Monday, October 25

Miscarriage

 So it feels like a whole lot longer than a week since I posted last, and unfortunately I have sad news to relate this morning.  I've been kind of avoiding writing this post, but I feel like since I shared the good news, I should share the bad as well. 

  Last Wednesday was a bad day for us.  I was having some sharp pains on Tuesday night that I attributed to normal pregnancy pains (I didn't remember them being that bad last time around, but every pregnancy is different).  Honestly,  I just thought they were gas pains or something.  But they were painful so I opted to stay home from our usual Tuesday night dinner group.  And I went to bed, still having some pains but not being too worried about them.

  About 9 am on Wednesday I had a really bad feeling in the pit of my stomach. I was really nervous and instantly nauseous.  Something was telling me to take another pregnancy test (even though we'd already confirmed it with two tests, on two different days) so I did.   And I found myself staring at a just one line, when before there had been two.  Of course, I fell apart a little in the bathroom.  And that bad feeling just kept growing.  But I tried to keep it together and decided to walk to the store and get some more pregnancy tests thinking, maybe it was just a faulty test or I just did it wrong.

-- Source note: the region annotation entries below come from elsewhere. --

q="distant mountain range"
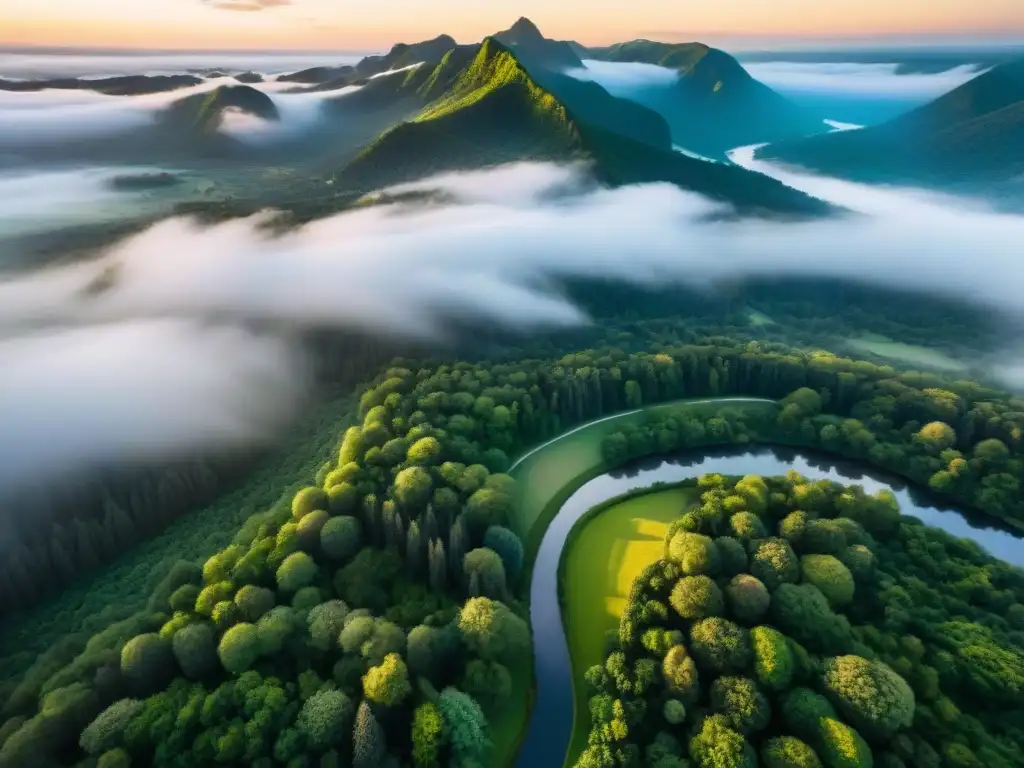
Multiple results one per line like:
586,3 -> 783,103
757,58 -> 1024,188
588,40 -> 826,158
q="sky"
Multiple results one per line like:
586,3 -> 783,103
6,0 -> 1024,51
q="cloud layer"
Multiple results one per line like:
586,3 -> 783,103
0,156 -> 1024,493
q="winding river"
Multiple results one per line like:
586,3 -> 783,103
516,447 -> 1024,768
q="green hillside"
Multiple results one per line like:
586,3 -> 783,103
589,40 -> 824,157
338,38 -> 828,215
758,59 -> 1024,187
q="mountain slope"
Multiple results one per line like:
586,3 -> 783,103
758,59 -> 1024,187
492,16 -> 583,70
337,38 -> 829,215
589,40 -> 825,157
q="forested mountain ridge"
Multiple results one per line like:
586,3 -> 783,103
338,38 -> 829,215
588,40 -> 825,157
758,59 -> 1024,186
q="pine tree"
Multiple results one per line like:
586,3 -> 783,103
406,520 -> 423,578
449,515 -> 468,584
352,701 -> 386,768
427,539 -> 447,593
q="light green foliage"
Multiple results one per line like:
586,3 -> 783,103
79,698 -> 142,755
306,600 -> 348,651
817,718 -> 874,768
662,645 -> 700,703
751,539 -> 800,592
669,530 -> 720,575
413,701 -> 446,768
295,509 -> 330,552
751,627 -> 796,691
321,515 -> 362,562
276,552 -> 317,592
295,690 -> 354,752
234,585 -> 274,623
690,618 -> 752,674
821,655 -> 914,738
362,653 -> 413,707
662,698 -> 686,725
217,622 -> 260,675
729,512 -> 768,542
458,597 -> 529,664
171,622 -> 218,680
292,485 -> 328,520
800,555 -> 854,607
689,715 -> 758,768
761,736 -> 822,768
725,573 -> 771,626
121,634 -> 174,692
711,676 -> 771,735
669,575 -> 725,620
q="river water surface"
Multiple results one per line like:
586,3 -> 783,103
516,447 -> 1024,768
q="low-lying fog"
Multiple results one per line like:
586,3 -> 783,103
0,154 -> 1024,493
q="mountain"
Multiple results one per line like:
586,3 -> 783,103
492,17 -> 583,70
589,40 -> 825,158
757,58 -> 1024,188
336,38 -> 829,215
0,75 -> 203,96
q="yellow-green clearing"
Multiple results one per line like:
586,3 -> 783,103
847,334 -> 967,371
562,487 -> 699,765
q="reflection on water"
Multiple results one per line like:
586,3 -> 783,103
516,447 -> 1024,768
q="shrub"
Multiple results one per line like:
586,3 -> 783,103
217,623 -> 260,675
782,688 -> 836,741
817,718 -> 874,768
751,627 -> 795,691
822,655 -> 914,738
276,552 -> 317,592
729,512 -> 768,542
800,555 -> 854,607
711,676 -> 771,735
79,698 -> 142,755
689,715 -> 758,768
483,525 -> 523,584
306,600 -> 348,651
171,622 -> 217,680
715,536 -> 746,577
295,690 -> 354,752
121,633 -> 174,693
321,515 -> 362,562
669,530 -> 720,575
362,653 -> 413,707
751,539 -> 800,592
761,736 -> 821,768
234,585 -> 273,622
292,485 -> 328,520
295,509 -> 331,552
662,698 -> 686,725
690,618 -> 752,674
725,573 -> 771,626
662,645 -> 700,705
669,575 -> 725,618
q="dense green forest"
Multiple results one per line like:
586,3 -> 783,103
577,471 -> 1024,768
0,317 -> 1024,765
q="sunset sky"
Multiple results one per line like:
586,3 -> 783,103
0,0 -> 1024,51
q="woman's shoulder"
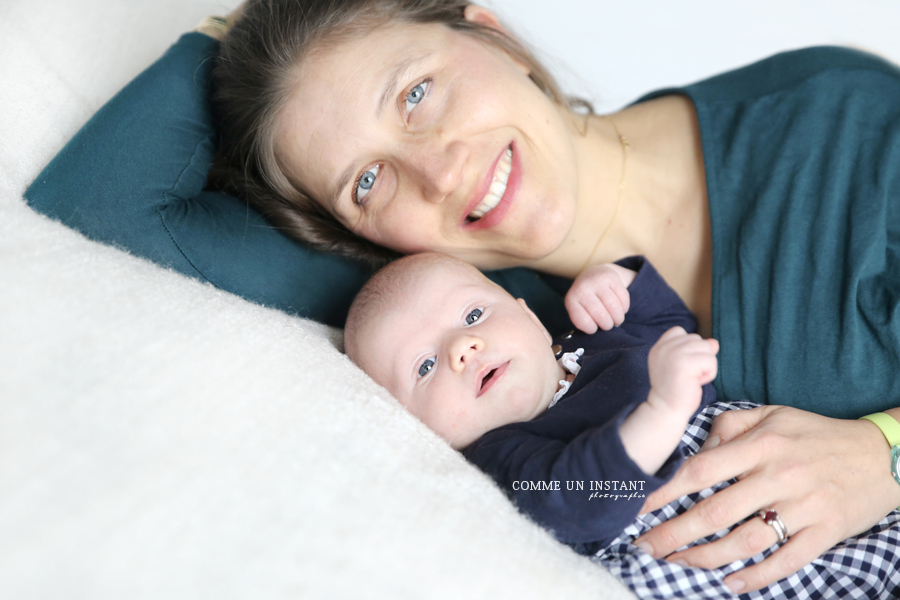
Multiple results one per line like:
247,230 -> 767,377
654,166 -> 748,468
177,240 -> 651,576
638,46 -> 900,103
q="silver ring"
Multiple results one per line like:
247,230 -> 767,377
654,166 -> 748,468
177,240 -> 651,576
757,508 -> 788,542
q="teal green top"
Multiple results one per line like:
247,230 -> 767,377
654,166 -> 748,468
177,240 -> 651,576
26,33 -> 900,417
642,48 -> 900,418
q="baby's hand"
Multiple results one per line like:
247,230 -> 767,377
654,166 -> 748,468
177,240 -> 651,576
566,264 -> 637,333
647,327 -> 719,415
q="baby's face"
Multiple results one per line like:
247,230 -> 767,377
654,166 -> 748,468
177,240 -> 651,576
355,264 -> 564,448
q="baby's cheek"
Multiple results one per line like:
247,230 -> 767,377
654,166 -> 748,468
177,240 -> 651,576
503,385 -> 549,425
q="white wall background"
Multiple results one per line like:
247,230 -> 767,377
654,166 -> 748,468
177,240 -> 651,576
482,0 -> 900,112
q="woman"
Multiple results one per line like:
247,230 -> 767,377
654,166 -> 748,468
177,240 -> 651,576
33,0 -> 900,591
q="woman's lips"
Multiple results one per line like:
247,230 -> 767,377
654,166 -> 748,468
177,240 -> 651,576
475,361 -> 509,398
463,142 -> 522,231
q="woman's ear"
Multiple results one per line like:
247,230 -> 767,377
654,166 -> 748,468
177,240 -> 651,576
463,4 -> 531,75
516,298 -> 553,344
463,4 -> 509,34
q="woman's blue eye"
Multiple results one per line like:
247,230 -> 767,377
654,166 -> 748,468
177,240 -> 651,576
419,358 -> 434,378
466,308 -> 482,325
354,165 -> 381,204
406,81 -> 428,113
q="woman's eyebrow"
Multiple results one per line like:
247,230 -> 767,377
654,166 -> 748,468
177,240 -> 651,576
331,52 -> 433,207
375,52 -> 432,119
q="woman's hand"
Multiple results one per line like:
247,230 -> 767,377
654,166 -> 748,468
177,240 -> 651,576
566,263 -> 637,333
635,406 -> 900,593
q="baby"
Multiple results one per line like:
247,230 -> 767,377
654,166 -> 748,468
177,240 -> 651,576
345,254 -> 718,553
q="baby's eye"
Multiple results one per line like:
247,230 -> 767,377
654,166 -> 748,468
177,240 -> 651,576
419,358 -> 434,379
405,80 -> 430,114
353,165 -> 381,204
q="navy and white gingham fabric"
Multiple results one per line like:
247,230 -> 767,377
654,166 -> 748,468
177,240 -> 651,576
593,402 -> 900,600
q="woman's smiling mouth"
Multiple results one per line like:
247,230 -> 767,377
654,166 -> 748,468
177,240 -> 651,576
466,146 -> 512,223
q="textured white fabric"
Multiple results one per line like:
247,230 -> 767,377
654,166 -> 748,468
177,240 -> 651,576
0,0 -> 632,600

  To summarize, I got home took two more tests and totally lost it when they both came back with only faint lines.  But of course they always tell you that you "can't be just a little pregnant, you either are or you aren't".  So my mind was telling me that everything could still be alright, even though that bad feeling in my stomach was telling me to expect the worst.  Women's intuition is a real thing people! We know our bodies... I also had a little bit of bright red spotting right after taking the third pregnancy test.

  So I called Adam, and being the supportive man that he is, he came home from work immediately, and we called the doctor who told us to come in right away.  We woke poor Emma up from her nap (I had put her to bed so I wouldn't scare her with all my crying) and went in to get blood work done.  I also had to get a shot of Rhogam (super painful!) because I am RH- while Emma has a positive bloodtype.  The nurse was very clinical and didn't make it seem like our pregnancy had much of a chance.  So we went home, sore and heartbroken to wait for the blood test results.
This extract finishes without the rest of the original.